The Path to the Modern CI
Today, the CI is widely acknowledged as one of the great advances in medicine and something that even the most ardent proponents of CIs could not have foreseen at the beginning. The decades-long path to today included four steps:
- the pioneering step to implant the first patients and develop devices that were safe and could be used for many years in patients’ daily lives
- the development of devices that provide multiple sites of stimulation in the cochlea to take advantage of the tonotopic (frequency) organization of the cochlea and the auditory pathways in the brain
- the development of processing strategies that utilized these multiple sites far better than before and thereby enabled high levels of speech recognition for the great majority of CI users
- stimulation in addition to that provided by a CI on one side, either with a second CI on the opposite side or with acoustic stimulation for people who have useful residual hearing in one or both ears, usually hearing at low frequencies only.
William F. House (Figure 2, right) contributed the most in achieving the first of these steps and got us started on this great journey. He persisted in the face of the criticisms, and, without that determination, the development of the CI certainly would have been delayed, if initiated at all.
House was a physician (as well as the universally acclaimed “father of neuro-otology”) and was assisted by Jack Urban, an electrical engineer, in designing and implementing the earliest devices starting in the mid-1960s. House was working at the House Ear Institute in Los Angeles (founded in 1946 by House’s older half-brother Howard), and Urban was president of an aerospace research company in Burbank.
This partnership between a physician and an engineer presaged larger teams that included one or more physicians (usually more) and sometimes a goodly number of engineers, plus auditory and speech scientists, audiologists and oftentimes additional professionals. Many teams worldwide participated in those subsequent efforts. The modern CI most certainly could not have been developed without the engineers or the physicians. Such partnerships are, of course, what biomedical engineering is all about.
The approximate times for completion of the steps mentioned previously are shown in Figure 3, along with the cumulative number of implant recipients between 1957 and December 2012. The dots in the graph show published data points, and an exponential fit to the data has a correlation higher than 0.99. If that exponential growth continues as expected, a million people will have received a CI or bilateral CIs by early 2020; according to unpublished industry records, the number of recipients had already reached a half million in early 2016.

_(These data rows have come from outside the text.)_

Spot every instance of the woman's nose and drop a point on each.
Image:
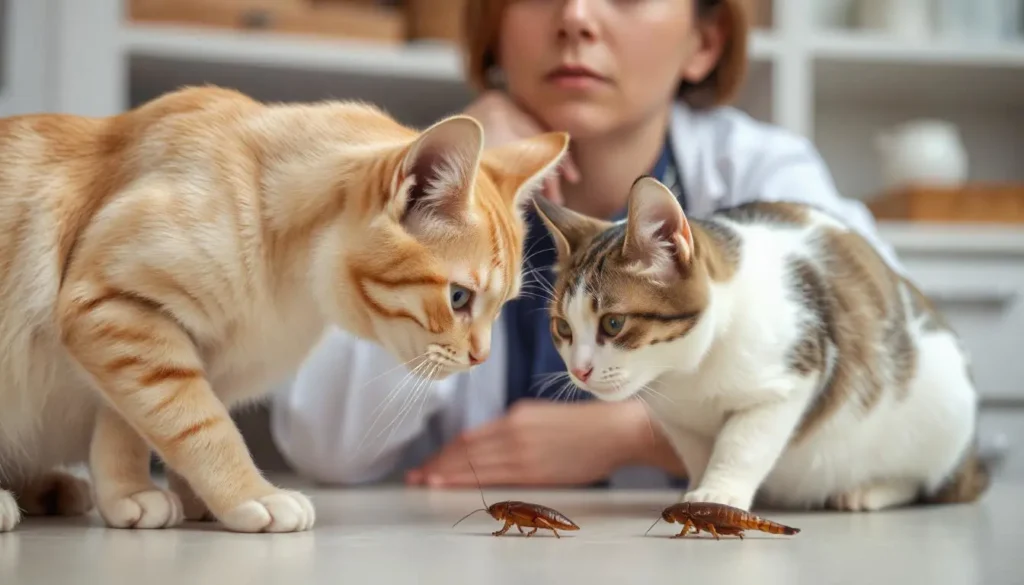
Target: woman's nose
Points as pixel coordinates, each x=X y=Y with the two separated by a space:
x=578 y=19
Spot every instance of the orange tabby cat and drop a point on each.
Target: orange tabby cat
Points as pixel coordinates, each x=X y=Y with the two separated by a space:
x=160 y=266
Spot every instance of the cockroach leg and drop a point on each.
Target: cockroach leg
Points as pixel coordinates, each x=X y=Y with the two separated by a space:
x=547 y=525
x=731 y=532
x=686 y=529
x=505 y=529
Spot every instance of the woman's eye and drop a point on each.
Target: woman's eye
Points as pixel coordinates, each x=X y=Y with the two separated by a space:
x=460 y=297
x=611 y=324
x=562 y=327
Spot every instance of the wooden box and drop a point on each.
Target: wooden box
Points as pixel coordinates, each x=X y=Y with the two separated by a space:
x=974 y=203
x=435 y=19
x=357 y=21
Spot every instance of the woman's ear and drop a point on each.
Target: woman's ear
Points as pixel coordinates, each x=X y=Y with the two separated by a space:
x=709 y=42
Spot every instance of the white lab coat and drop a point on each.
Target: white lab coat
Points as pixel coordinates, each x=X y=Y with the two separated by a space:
x=321 y=420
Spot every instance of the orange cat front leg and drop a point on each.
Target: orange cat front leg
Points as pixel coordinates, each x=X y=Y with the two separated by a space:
x=147 y=369
x=119 y=461
x=195 y=507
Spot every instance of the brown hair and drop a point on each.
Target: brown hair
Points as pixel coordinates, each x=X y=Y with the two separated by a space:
x=481 y=22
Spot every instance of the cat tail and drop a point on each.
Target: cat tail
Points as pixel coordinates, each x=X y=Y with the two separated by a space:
x=968 y=482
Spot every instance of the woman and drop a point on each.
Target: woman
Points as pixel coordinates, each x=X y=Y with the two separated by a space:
x=641 y=87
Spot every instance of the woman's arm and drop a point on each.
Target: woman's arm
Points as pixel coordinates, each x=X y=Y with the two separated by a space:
x=331 y=421
x=543 y=443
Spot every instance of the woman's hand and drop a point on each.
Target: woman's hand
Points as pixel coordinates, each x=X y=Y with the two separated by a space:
x=504 y=122
x=541 y=443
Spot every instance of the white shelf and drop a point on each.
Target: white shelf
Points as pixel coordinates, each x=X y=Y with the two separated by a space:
x=185 y=45
x=866 y=68
x=418 y=82
x=989 y=239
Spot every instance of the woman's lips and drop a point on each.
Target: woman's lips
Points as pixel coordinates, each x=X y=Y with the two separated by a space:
x=576 y=77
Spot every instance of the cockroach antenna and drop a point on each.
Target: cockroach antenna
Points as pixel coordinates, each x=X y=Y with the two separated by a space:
x=478 y=487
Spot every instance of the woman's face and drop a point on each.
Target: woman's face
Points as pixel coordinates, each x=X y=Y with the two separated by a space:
x=595 y=67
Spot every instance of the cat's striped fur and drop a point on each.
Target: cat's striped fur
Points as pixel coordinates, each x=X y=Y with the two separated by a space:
x=159 y=266
x=781 y=356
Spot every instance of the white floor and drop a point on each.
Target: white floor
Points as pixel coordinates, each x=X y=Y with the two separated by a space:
x=404 y=536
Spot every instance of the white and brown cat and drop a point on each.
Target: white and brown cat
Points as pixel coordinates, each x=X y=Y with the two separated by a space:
x=159 y=266
x=786 y=363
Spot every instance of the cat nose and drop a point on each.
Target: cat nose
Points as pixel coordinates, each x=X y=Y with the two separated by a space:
x=583 y=373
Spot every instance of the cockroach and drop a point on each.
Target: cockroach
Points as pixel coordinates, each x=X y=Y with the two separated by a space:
x=521 y=514
x=718 y=519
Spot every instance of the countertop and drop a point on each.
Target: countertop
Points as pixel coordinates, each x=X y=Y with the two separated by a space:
x=396 y=535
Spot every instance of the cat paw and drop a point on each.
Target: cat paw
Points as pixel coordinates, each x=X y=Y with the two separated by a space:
x=197 y=511
x=195 y=508
x=875 y=497
x=147 y=509
x=10 y=514
x=718 y=497
x=56 y=494
x=281 y=511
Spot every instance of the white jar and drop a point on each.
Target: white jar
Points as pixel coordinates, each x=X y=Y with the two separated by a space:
x=923 y=152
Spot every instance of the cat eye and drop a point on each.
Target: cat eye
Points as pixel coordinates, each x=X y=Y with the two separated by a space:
x=459 y=296
x=612 y=324
x=562 y=327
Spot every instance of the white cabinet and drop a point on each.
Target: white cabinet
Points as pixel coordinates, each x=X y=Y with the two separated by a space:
x=26 y=56
x=976 y=277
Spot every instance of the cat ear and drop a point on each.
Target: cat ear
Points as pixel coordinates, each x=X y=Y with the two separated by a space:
x=658 y=240
x=519 y=168
x=568 y=228
x=435 y=177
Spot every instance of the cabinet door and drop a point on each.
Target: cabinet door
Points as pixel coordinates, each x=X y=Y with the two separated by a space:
x=26 y=54
x=980 y=289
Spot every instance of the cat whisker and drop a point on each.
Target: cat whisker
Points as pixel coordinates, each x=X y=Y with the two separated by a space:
x=418 y=394
x=402 y=411
x=392 y=394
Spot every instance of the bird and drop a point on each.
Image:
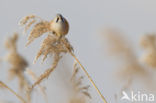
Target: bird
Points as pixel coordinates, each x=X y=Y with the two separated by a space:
x=59 y=26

Two National Institutes of Health Consensus Development Conferences have been convened to evaluate the status of CIs and offer recommendations to physicians in the United States and worldwide on best practices. The first conference, held in 1988, followed introductions of multisite devices into clinical practice (step 2); the second conference, in 1995, met soon after the introduction of the new processing strategies (step 3). The published statement from the 1988 conference suggested that multisite implants were more likely to be effective than single-site implants and indicated that about one in 20 patients could carry out a normal conversation without lip-reading. Such results were encouraging but nonetheless far below the speech-reception scores that would be achieved later. And, in fact, a principal conclusion in the 1995 statement was that “a majority of those individuals with the latest speech processors for their implants will score above 80% correct on high-context sentences, even without visual cues.” That latter performance is a long trip from total or nearly total deafness!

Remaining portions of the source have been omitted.